The largest sporadic group, aptly named the monster group, was discovered in 1973. It has more than 8×1054 elements and represents geometric rotations in a space with almost 200,000 dimensions. “It’s crazy that humans can find this,” Hart said.

By the 1980s, most of the work Hölder had asked for seemed to have been completed, but it was difficult to prove that there were no longer sporadic groups out there. Classification was further delayed when, in 1989, the community found gaps in an 800-page test from the early 1980s. a new test was finally published in 2004, finishing the classification.

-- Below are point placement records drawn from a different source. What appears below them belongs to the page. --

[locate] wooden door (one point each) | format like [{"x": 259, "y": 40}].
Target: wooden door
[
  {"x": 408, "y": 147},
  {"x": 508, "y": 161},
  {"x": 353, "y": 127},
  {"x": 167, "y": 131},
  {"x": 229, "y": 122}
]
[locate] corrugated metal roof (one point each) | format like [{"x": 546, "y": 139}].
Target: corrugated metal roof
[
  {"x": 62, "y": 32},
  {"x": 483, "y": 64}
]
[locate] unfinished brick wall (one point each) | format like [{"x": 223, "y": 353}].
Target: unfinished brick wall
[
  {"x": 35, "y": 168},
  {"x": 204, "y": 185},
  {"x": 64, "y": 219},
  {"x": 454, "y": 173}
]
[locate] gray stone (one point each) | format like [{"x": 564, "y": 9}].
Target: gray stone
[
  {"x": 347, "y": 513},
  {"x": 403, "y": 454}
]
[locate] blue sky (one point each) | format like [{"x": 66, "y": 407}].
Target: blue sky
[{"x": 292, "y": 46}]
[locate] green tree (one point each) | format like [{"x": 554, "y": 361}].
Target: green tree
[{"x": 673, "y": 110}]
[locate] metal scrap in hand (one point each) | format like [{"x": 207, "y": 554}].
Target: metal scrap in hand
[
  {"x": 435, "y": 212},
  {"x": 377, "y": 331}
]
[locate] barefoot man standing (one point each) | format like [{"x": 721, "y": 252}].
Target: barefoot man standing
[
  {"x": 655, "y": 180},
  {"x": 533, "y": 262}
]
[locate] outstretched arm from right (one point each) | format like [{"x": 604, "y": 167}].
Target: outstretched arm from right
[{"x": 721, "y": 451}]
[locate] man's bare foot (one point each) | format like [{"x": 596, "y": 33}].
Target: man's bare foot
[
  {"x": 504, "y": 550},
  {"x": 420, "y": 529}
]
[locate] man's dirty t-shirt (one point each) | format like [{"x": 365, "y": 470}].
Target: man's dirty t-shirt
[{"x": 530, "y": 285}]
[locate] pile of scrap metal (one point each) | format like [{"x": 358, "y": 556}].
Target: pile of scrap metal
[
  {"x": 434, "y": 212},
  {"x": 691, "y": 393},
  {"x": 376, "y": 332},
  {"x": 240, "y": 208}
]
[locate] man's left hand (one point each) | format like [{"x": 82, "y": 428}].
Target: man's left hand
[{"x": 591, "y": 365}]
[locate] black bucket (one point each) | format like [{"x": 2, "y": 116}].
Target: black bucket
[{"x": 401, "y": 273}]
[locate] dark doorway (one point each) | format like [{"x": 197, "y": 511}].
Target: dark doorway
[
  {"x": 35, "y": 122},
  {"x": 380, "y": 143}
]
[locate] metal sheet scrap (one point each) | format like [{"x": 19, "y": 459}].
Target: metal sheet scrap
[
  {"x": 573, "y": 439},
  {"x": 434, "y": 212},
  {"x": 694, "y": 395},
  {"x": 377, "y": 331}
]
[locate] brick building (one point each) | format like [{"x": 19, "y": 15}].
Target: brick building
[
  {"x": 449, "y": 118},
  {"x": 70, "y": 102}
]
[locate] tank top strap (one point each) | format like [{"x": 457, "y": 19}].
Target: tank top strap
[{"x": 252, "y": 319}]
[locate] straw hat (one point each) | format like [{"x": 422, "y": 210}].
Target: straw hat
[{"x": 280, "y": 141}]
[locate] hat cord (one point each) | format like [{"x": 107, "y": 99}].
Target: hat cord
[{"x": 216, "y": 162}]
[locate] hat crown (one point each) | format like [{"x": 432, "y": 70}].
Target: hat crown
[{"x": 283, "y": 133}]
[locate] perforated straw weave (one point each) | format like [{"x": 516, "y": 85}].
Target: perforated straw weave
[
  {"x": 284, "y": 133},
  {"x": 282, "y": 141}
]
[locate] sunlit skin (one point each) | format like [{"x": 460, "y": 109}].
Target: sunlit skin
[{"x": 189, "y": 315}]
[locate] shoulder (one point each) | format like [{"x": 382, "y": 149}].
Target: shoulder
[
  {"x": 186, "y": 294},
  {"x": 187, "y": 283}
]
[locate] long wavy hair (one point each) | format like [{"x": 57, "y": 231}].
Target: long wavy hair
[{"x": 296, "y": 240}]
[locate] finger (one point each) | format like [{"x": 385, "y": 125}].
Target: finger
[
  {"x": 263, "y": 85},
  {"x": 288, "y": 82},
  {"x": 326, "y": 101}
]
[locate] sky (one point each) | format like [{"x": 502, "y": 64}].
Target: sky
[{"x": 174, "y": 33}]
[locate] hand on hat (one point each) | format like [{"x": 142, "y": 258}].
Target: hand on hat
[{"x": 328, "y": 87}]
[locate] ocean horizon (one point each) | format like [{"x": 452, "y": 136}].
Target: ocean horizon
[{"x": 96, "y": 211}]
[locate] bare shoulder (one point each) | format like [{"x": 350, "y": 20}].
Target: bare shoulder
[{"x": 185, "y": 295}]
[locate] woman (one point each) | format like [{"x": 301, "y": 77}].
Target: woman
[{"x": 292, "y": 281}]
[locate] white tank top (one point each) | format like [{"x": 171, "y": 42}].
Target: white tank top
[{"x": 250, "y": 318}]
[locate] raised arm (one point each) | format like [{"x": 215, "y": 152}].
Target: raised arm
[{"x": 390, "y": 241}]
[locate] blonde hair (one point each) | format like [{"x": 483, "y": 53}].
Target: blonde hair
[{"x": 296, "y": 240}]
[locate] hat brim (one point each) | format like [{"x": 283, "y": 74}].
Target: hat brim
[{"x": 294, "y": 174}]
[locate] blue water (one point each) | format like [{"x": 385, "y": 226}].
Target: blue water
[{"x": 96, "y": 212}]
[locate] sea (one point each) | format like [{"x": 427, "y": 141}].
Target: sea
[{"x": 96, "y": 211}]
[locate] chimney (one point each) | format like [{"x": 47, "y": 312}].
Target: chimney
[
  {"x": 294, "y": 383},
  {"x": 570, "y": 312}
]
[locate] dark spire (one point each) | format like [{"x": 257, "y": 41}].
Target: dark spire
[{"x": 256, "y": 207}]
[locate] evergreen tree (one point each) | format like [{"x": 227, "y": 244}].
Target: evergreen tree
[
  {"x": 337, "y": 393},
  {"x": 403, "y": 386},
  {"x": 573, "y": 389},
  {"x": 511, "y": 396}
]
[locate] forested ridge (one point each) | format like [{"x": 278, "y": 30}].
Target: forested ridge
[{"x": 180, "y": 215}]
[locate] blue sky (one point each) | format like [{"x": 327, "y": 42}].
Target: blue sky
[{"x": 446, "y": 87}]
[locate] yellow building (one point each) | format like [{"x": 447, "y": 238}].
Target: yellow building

Many structures in modern mathematics (rings, fields, and vector spaces, for example) are created when more structure is added to groups. In rings, you can multiply, as well as add and subtract; in fields, you can also split. But beneath all these more intricate structures lies the same original group idea, with its four axioms. “The wealth that is possible within this structure, with these four rules, is mind-blowing,” Hart said.


original story reprinted with permission of Quanta Magazinean editorially independent publication of the Simons Foundation whose mission is to improve public understanding of science by covering developments and trends in research in mathematics and the physical and biological sciences.